職人の一言

2017.04.09.10:00

 建築士がお施主さんのご厚意で開催する見学会には大工さんも応援に来てくれることがあります。
 建築士は説明だけだったらまとめて話すこともできますが、みなさん聞きたいことがありますから建築士一人だけでは大変です。
 私もお願いして見学会に出向いたときにこんな一コマがありました。

 大工さんがお客さまに柱について説明しています。
 「この柱はたまたま見つけたのでここにしました。」
 これだけでは何のことだか分からないので少し説明するとお施主さんの家も真壁仕様なので柱が表に出ています。

 普通は柱の3面が壁などに隠れてしまいますがリビングにある1本の柱は4面とも見える場所に立っています。
 家に使われている柱は節がある芯持ち材でしたが、リビングにある1本の柱には節が見当たりませんし、薄い化粧板を張ったつき板柱でもありません。

 つまり4面無節柱(超高級品)です。
 大工さんはこの超高級柱をたまたま見つけたのでこの位置にしました。と言っていたわけです。
 この話を聞いていた私は大工さんにもう少し説明をしてほしいと思いました。
 というのは、大工さんは作業場で家に使われる柱や梁を全部並べてどれをどこに、どの向きに使うのかを一本ずつ決めていきます。

 柱が100本あるとすると柱だけで400面をみていることになりますし、梁もあります。
 よく見える場所には色が揃った柱の綺麗な面が表になるように、隠れて見えない場所にはそれほど見栄えを気にしなくても良い材料と全部見て決めていきます。

 番付は見ていると静かな作業ですが大工さんの頭の中はフル回転です。
 そんな大変な作業の結果選ばれてリビングに決まった柱なのですが、見学会では「たまたまみつけた・・・。」になってしまいます。
 これが営業担当だったら違う言い方になったと思います。

 また、林業家にも似たところがあります。t_DSC_4224.jpg
 わが家には8寸角(24㎝角)の太い柱が2本あります。
 大黒様が2人いるのはおかしいと言うことで一本は大黒柱、もう一本は恵比寿柱と呼ぶこともあるそうですが、呼び方はさておき太い柱が2本あります。

 わが家の木のふるさとを訪ねたときに林業家が天然乾燥中の太い柱について説明をしてくれました。
 一本の太い柱を指さして「この木はいい木だよ。」と言ってくれました。
 当時(平成16年頃)はへぇ~と言うくらいにしか捉えることができませんでしたが、新築後も続いている林業家や大工さん、建築士とのおつきあいの中で林業家がたくさんある材料の中でどうしてあの一本の柱だけ指したのかが分かってきました。

 一本の木からは柱や梁、板も取ることができます。
 しかし、柱に向く木もあれば梁に向くもの、板に向くものなどそれぞれ木の個性によって向き不向きがあります。
 また、柱と言っても4寸、8寸など太さや長さによっても選び方が変わってくるそうです。
 8寸角で長さ6メートルの柱となると加工分を含めてもっと長くて太い木を用意することになります。

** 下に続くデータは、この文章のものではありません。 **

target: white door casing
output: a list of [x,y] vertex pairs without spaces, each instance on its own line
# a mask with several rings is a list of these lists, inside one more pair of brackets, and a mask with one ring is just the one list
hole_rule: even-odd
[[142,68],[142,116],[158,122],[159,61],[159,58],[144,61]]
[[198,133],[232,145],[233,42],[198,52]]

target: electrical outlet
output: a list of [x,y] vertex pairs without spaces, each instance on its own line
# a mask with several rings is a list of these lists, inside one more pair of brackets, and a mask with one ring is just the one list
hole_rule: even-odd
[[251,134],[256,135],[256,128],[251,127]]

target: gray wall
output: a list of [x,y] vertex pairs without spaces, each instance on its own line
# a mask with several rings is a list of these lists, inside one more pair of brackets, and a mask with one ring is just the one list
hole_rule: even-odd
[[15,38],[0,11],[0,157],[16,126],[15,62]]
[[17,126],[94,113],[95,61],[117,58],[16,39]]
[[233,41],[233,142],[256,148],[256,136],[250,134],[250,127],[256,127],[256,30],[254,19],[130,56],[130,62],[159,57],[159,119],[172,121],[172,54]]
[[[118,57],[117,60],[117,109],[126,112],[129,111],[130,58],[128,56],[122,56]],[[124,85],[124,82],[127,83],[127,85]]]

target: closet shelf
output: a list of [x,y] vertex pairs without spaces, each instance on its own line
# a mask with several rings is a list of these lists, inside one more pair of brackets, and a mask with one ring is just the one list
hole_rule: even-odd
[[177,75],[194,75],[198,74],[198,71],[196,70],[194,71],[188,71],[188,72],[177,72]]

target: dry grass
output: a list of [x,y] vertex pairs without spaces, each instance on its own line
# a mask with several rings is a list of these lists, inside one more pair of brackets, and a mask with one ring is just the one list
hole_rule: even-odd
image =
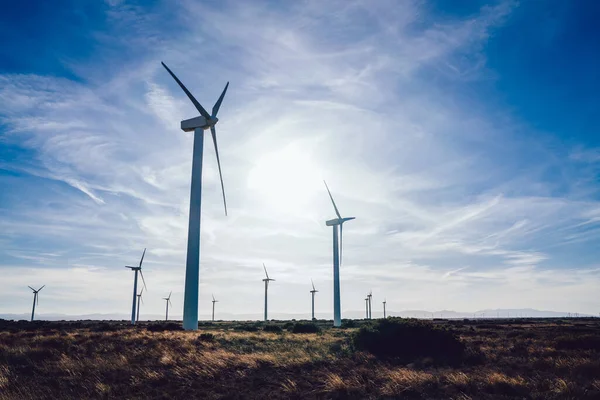
[[[231,325],[205,326],[211,335],[200,337],[0,321],[0,399],[600,398],[594,320],[448,323],[479,354],[453,368],[354,352],[352,329],[293,334]],[[587,342],[578,342],[582,335]]]

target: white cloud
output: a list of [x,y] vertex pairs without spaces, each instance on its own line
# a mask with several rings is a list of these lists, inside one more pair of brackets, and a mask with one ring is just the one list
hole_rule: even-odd
[[273,310],[308,310],[311,277],[317,308],[332,309],[326,179],[341,212],[357,217],[345,226],[346,310],[361,310],[370,288],[389,309],[595,310],[595,264],[573,247],[598,238],[600,206],[581,195],[595,183],[566,179],[555,195],[542,179],[557,159],[579,159],[530,147],[510,114],[488,115],[421,74],[457,85],[486,75],[482,49],[513,3],[430,20],[421,2],[182,2],[185,29],[164,37],[151,24],[158,14],[113,3],[116,30],[133,21],[119,41],[141,44],[140,57],[73,66],[87,83],[0,76],[4,139],[36,158],[0,165],[35,177],[11,181],[29,196],[0,214],[0,252],[11,257],[0,261],[11,277],[3,311],[28,307],[32,277],[48,283],[56,311],[127,310],[131,274],[121,266],[144,247],[147,307],[160,313],[163,295],[181,296],[192,137],[178,126],[196,111],[159,60],[208,109],[231,81],[217,129],[227,218],[205,142],[206,307],[213,292],[224,310],[260,312],[264,261],[277,279]]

 長くて太くてしかもまっすぐな木と書けば数文字ですが山の傾斜地で100年近く風雨に耐えてきた植物としての杉がまっすぐに育つというのは無理が多い内容です。
 現場でも大黒柱として使える木は2000本伐採して10本あるかないかという1%未満の話だそうです。

 その中でもたまたま100年間周囲の木の並びや育ち方など様々な要因が重なって偶然まっすぐに伸びる木が出てくるそうですが先ほどの1%未満のさらにもう一桁小さい数になってしまうそうです。
 林業家が言ってくれた「この木はいい木だよ。」の一言にはとても深い意味があったことをずっと後になって知りました。

 大工さんや職人さん、林業家は私たち住まい手のために目に見えない努力や苦労をしてくれています。
 営業担当者のようには話してくれませんが、建築士は住まい手と大工さんや職人さん、林業家をつないでそれぞれの仕事や役割を紹介してくれます。

 見学会は住まい手と建築士の出会いの場でもあります。
 家を見ることをきっかけに建築士に今まで聞いたことや思っていることについて尋ねてみると意外な話が聞けるかもしれません。
 木の家に住み始めて10年を超えて振り返ってみると私が当時思っていたことには随分誤解と思い込みが多かったように思います。

 建築士や林業家、大工さん、職人さんからわが家のことを学ぶ中で誤解や思い込みが減っていき住まい手としても上手に家が使えるようになっていきました。